I think they can be unified. From what I can tell by reading these threads and the github, GeoZarr is not set in stone but I think we can figure it out. This is a good thread on some of the challenges
Showing some prototype implementations that can be iterated on and discussed seems like the current next step.
-
lazily reading in many raster images into the same Xarray object without materializing coordinates. The feature in Xarray to enable this has been drafted here: Flexible coordinate transform by benbovy · Pull Request #9543 · pydata/xarray · GitHub
-
roundtripping the CRS data after writing the GeoZarr and reading back to the original Xarray object seems like the next step. This round tripping demonstration has been discussed in a few places or even implemented but not in a generic way within xarray or it’s extensions.
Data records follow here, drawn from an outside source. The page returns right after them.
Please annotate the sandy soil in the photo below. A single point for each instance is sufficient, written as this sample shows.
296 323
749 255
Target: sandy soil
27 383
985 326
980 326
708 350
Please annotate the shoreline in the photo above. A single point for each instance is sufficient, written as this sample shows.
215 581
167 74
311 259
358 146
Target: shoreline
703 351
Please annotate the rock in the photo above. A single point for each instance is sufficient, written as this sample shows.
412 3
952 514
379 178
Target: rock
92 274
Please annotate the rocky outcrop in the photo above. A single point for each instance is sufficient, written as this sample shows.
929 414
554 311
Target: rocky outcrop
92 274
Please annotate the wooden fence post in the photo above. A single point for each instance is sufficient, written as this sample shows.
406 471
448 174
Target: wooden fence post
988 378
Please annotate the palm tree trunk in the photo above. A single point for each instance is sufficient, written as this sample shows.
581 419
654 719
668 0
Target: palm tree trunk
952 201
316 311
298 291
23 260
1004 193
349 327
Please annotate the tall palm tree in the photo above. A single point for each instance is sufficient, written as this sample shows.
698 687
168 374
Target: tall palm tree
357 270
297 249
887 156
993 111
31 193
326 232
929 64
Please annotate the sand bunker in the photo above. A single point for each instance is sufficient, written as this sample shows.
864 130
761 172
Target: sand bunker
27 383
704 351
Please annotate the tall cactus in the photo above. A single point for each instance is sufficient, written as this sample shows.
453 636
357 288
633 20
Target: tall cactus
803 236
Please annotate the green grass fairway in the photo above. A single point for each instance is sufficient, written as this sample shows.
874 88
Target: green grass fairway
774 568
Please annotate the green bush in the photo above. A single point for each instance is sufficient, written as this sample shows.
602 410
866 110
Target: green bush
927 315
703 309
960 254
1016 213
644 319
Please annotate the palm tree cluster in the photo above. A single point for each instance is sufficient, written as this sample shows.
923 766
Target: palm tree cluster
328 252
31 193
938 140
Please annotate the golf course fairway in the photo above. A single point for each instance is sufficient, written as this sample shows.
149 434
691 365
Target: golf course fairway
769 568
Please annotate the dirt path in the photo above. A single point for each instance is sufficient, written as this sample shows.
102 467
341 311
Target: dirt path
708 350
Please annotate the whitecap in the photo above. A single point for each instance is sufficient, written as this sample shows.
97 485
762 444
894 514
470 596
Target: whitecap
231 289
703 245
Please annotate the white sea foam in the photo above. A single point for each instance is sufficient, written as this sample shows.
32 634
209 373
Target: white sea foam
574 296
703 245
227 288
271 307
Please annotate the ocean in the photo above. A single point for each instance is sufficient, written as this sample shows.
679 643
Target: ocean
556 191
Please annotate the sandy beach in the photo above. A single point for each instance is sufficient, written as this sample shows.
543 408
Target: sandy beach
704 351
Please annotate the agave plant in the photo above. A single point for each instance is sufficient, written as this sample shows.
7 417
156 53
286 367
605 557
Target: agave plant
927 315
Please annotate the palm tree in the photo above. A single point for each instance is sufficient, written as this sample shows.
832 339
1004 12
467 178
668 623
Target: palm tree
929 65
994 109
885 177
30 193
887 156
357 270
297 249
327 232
- Discussion : writing xarray-compatible zarr stores · Issue #66 · os-climate/hazard · GitHub
- My thoughts on coordinate · Issue #48 · zarr-developers/geozarr-spec · GitHub
- Roundtrip of geotiff/nc to zarr to geotiff/nc as test ground to find what info needs to be saved · Issue #50 · zarr-developers/geozarr-spec · GitHub
This approach for ironing out the spec has been brought up in a couple threads and I think it’s a good one. It seems like what’s a limiting factor is people power to provide implementations that can be discussed and iterated on.
I saw that November 6th there is a meeting to discuss the GeoZarr spec: GeoZarr Spec Steering Working Group - HackMD. I’ll attend, hope to see many others! I’d like to contribute to protoyping GeoZarr. As a first step I am working with a very sparse 2Gb dataset of Sentinel-2 raster chips across Europe, Eurosat, and trying to make a prototype that addresses points 1. and 2. above.